Setting up a line chart

Add the “Time” column to the axis field and “Average of Birth” to the values field.

Setting up the axes for a line plot

The default line plot does not have the time periods in ascending order.

To sort the line plot by ascending order of the Time, click the three dots below the chart and then from the dropdown list select “Sort by – Time”. Look at the following screenshot for reference.

Adjusting the sort order of the line plots axis

The line plot should now look like this:

Our finished line chart

To combine the line plot for average birth and average death rates add the “Average of Deaths” column to the “Values” field as depicted in the following screenshot.

Adding 'Average of Deaths' data to our line plot.

Now you should see three plots in your reports view. You can see that the projected average death rate and the birth rate will approximately be equal in the world by the year 2100.

Screenshot of updated combined visual containing three different visuals

Next, we will add a line and clustered column chart that shows the average birth rates in the form of columns while the average death rate in the form of a line as shown in the image below:

Adding a line and clustered column chart

You should now see the following four charts in your reports view.

Different charts

This is how you can combine multiple images in a single page of reports view and data from multiple columns in a single chart.

Creating a Power BI Waterfall Chart

A Power BI waterfall chart displays the distribution of the data in a numeric column with respect to a categorical column.

You will create our Power BI waterfall chart on a new page. You create a new page by creating a new reports view. Click on the “+” icon at the bottom of the existing reports view to create a new page as shown below:

Screenshot showing the '+' to create a new page in reports view.

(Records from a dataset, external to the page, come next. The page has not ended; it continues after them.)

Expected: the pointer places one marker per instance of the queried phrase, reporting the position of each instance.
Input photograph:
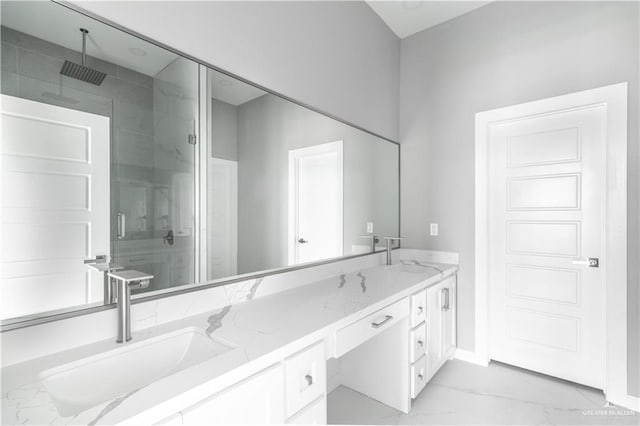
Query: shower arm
(84, 45)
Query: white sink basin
(82, 384)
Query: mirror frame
(56, 315)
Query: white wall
(503, 54)
(338, 57)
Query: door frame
(233, 202)
(614, 99)
(294, 154)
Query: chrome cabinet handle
(101, 258)
(445, 294)
(121, 225)
(592, 262)
(381, 323)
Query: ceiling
(232, 91)
(409, 17)
(60, 25)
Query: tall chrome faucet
(389, 241)
(125, 281)
(101, 264)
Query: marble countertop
(264, 330)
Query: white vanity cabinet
(389, 354)
(293, 390)
(256, 400)
(440, 324)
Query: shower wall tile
(133, 94)
(133, 117)
(54, 94)
(134, 77)
(9, 58)
(134, 148)
(9, 85)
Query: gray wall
(268, 127)
(224, 130)
(503, 54)
(335, 56)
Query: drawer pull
(381, 323)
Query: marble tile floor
(464, 393)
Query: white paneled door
(55, 206)
(546, 219)
(315, 203)
(223, 218)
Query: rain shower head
(83, 72)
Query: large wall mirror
(165, 166)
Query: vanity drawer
(362, 330)
(305, 378)
(418, 307)
(418, 376)
(418, 342)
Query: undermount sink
(82, 384)
(414, 268)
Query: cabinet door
(447, 313)
(434, 332)
(256, 400)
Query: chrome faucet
(125, 281)
(100, 264)
(389, 244)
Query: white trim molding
(469, 356)
(614, 98)
(633, 403)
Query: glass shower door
(154, 175)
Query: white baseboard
(633, 403)
(471, 357)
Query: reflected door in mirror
(55, 206)
(315, 203)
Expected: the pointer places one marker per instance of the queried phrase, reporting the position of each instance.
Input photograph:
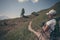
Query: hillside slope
(17, 29)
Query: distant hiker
(47, 29)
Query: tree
(22, 12)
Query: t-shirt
(51, 24)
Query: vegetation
(22, 12)
(17, 29)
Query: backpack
(56, 32)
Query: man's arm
(30, 29)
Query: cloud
(22, 1)
(34, 1)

To create a waterfall chart, you need to click on the “Waterfall chart” icon from the visualization pane as depicted in the following screenshot.

Selecting a power BI waterfall chart from the list of Visualisations

We will be plotting the average percentage population growth rate of all the countries and regions with respect to time. To do this, first, add the “Time” column to the “Category” field and then the“Average of GrowthRate” column to the “Y-Axis” field as shown below:

Setting up our categories and Y axis

As a result, you should see the Power BI waterfall chart shown below.

The chart is arranged in the ascending order of Time. The following waterfall chart shows that the average population growth rate percentage was much higher in the early 50s and is decreasing consistently with time.

Waterfall chart.

Let’s plot another Power BI waterfall chart. Let’s show average life expectancy against time. To do so, add “Time” to the “Category” field and Lex to the ‘Y-Axis’ before selecting the Average function as we did above.

Setting up a second Power BI waterfall chart

The Power BI waterfall chart generated as a result is shown below. The output shows that average life expectancy has increased over time which makes sense given the improvements in medical science over time. Thankfully people now tend to live longer compared to the past.